Anna Solal

adresse aux gémonies

18 03 2022 – 22 04 2022

“The Hanging Man

 

By the roots of my hair some god got hold of me.

I sizzled in his blue volts like a desert prophet.

 

The nights snapped out of sight like a lizard’s eyelid.

A world of bald white days in a shadeless socket.

 

A vulturous boredom pinned me in this tree.

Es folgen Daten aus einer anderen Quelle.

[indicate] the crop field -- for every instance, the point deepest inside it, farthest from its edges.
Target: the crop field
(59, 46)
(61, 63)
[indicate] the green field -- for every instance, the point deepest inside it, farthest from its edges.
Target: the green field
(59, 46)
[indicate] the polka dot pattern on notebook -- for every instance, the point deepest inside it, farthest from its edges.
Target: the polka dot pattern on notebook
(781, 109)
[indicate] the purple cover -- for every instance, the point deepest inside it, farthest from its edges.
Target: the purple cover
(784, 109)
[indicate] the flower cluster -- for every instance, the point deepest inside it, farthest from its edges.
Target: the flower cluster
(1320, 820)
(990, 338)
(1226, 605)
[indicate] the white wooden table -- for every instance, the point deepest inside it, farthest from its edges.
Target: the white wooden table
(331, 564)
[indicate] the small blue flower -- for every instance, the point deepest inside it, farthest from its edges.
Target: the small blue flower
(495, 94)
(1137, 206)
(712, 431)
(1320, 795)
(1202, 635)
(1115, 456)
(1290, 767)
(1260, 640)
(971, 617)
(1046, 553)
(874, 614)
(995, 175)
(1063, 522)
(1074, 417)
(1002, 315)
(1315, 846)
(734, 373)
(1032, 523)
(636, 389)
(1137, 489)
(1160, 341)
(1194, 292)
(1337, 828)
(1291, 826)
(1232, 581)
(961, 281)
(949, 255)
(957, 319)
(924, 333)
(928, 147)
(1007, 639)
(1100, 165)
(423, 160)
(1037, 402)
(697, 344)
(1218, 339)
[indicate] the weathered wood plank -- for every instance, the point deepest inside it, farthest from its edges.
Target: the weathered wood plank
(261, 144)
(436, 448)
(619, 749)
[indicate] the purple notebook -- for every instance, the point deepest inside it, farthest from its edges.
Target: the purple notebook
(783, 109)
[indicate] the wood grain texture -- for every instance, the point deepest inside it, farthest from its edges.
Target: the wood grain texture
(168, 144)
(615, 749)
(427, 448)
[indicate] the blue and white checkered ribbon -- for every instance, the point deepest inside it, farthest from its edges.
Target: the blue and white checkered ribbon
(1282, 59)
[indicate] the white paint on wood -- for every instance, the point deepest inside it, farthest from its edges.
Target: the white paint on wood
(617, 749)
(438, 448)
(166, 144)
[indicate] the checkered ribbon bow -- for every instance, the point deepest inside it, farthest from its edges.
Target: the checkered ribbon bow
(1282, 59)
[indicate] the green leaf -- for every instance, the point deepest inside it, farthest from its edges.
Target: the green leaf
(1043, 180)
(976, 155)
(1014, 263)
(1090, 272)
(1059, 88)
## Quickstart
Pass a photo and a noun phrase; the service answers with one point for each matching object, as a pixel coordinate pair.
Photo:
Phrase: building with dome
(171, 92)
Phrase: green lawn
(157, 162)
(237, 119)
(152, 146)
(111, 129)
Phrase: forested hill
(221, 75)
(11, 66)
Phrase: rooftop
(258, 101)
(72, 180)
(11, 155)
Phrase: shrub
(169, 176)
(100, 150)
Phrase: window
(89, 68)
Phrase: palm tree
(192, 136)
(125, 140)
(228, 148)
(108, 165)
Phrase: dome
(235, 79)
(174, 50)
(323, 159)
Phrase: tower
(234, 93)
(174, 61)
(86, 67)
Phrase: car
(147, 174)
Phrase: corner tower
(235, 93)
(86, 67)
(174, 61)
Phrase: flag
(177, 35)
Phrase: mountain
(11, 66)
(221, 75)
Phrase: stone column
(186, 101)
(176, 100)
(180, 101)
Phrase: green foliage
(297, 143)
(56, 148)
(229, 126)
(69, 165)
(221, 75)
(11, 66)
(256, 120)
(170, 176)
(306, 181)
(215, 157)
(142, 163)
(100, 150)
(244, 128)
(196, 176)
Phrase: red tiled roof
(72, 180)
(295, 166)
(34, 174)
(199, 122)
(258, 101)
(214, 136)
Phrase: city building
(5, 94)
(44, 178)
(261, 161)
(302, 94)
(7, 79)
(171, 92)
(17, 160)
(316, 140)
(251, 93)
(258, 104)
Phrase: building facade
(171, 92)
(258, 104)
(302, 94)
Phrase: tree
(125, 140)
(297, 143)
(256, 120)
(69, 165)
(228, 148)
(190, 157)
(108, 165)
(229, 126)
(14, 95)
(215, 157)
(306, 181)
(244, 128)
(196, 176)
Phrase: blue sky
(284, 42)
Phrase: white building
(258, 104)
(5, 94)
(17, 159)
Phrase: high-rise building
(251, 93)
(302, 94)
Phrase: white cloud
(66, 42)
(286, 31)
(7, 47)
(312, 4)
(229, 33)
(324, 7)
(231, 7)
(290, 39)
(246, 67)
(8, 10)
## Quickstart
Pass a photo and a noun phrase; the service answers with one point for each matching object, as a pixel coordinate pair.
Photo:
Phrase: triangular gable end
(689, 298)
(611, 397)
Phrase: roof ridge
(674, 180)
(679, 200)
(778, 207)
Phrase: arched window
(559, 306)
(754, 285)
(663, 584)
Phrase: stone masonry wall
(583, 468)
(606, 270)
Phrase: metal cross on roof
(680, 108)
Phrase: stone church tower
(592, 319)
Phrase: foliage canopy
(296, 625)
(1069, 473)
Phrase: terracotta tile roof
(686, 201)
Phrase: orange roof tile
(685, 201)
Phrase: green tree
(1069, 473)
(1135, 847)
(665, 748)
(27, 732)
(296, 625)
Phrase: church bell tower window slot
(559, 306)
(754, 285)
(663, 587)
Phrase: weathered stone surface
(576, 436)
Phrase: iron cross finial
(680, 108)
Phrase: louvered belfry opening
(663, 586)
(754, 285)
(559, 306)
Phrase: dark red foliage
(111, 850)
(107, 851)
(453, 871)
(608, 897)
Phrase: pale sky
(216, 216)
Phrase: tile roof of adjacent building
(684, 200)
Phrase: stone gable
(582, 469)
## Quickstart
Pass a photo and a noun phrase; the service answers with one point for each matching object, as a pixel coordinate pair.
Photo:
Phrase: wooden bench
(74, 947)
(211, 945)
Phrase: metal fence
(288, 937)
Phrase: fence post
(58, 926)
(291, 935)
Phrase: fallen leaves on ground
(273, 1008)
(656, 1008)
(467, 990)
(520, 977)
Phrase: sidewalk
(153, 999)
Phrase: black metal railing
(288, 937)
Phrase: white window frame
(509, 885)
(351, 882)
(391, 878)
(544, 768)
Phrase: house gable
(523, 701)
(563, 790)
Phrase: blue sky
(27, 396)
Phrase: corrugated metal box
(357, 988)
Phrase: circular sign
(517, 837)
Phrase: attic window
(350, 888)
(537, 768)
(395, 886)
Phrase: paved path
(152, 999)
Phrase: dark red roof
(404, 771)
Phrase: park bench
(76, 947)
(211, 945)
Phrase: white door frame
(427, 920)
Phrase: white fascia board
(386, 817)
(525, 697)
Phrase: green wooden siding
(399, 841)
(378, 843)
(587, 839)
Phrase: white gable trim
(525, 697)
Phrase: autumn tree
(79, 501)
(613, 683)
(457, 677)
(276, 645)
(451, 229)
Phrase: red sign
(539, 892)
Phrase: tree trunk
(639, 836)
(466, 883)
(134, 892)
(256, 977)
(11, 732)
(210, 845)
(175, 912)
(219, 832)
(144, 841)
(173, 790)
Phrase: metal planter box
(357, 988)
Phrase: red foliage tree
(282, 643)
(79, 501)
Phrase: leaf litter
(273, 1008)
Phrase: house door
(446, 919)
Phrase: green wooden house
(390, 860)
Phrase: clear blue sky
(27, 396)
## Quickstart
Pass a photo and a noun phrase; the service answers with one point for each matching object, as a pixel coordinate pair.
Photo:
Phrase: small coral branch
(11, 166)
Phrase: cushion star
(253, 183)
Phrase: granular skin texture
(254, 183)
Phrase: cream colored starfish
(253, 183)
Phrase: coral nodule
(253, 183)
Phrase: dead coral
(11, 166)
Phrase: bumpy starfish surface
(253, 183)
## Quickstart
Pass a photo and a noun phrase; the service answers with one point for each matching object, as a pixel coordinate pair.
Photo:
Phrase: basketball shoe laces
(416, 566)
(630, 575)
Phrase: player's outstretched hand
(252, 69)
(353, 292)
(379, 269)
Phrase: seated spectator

If he were I, he would do what I did.”

 

Ariel, Sylvia Plath (1965)

 

Das Amphitheater gilt als architektonisches Symbol der römischen Antike und Geburtsstätte europäischer Kultur. Das meisterhafte Baukunstwerk versinnbildlicht jedoch auch gesellschaftliche Klassifizierung und die spielerisch-blutige Zurschaustellung von vermeintlich untergeordneten Menschen und Tieren. Die ellipsoide Assemblage setzt sich aus abstrakten Formen, farblichen Strukturen und dekontextualisierten Maschinenbauteilen zu einer rätselhaften Komposition zusammen, die zwischen architektonischem Objekt und strukturierter Collage changiert. Während sich der halbkreisförmige Zuschauerraum sowie die Innenmauern aus Displays und Spiegelteilen alter demolierter Smartphones zusammensetzen, sind die Torbögen durch Portale aus Fahrradketten verschlossen. Um die Torbögen sind numerisch anmutende Zeichen, Buchsstaben und ein Konglomerat von Vornamen zu entdecken. Es sind körper- und identitätslose Namen von verschiedenen Online-Dating-Plattformen wie Tinder und Ok Cupid, die auf die menschliche Anonymität in der digitalen Welt verweisen.

 

Gesellschaftliche Dimensionen bilden die Essenz von Anna Solals künstlerischer Praxis. Das Porträtieren des menschlichen Kollektivs – manchmal sinnbildlich, manchmal figurativ und pointiert – stehen auch im Zentrum ihrer neuen Arbeit Arena (2022). Solal lässt uns die historische Dimension menschlicher Organisationen begreifen, indem sie Orte wie das Amphitheater, verlassene Schlachtfelder, aber auch digitale soziale Plattformen gegenüberstellt. Zwischenmenschliche Interaktionen, aber auch die Beziehung des Menschen zu seiner Umwelt und der damit verbundene ökologische Aspekt spielt eine zentrale Rolle. In früheren Werken durch die Beschäftigung mit Pflanzen- und Tiermotiven verbildlicht, findet die Macht der Ökologie in Arena durch die Visualisierung verschiedener Baumblätter sowie die Verwendung alter, bereits benutzter Gegenstände ihren Ausdruck. Auch in Solals neuer Arbeit Clothes (2022) sehen wir eine Collage aus blumenförmigen Ausschnitten gezeichneter Waffen und Tiere sowie numerischer Buchstaben und eine verwundete griechische Säule.

 

Die französische Künstlerin, die an der L’Ecole Nationale Superieure des Arts Visuels de La

Cambre, Brüssel zunächst Zeichnung und später Bildhauerei studierte, schafft mysteriöse Bricolagen und ein gleichsam ambivalentes Zusammenspiel aus Symbolen, ausgeschnittenen Zeichnungen, verschiedenen Materialitäten und mechanischen wie alltäglichen Fundobjekten, in dessen Oberflächen bereits eine Geschichte eingeschrieben ist. Das Material diktiert stets Form, Struktur und Farbe. Jede Aktion ist ein Kompromiss zwischen künstlerischem Empfinden und vorgegebener Materie. Ihre Arbeiten, die sowohl an der Wand als auch auf dem Boden präsentiert werden können, befinden sich in einem hybriden Zustand zwischen Zeichnung und Skulptur, zwischen Zwei- und Dreidimensionalität.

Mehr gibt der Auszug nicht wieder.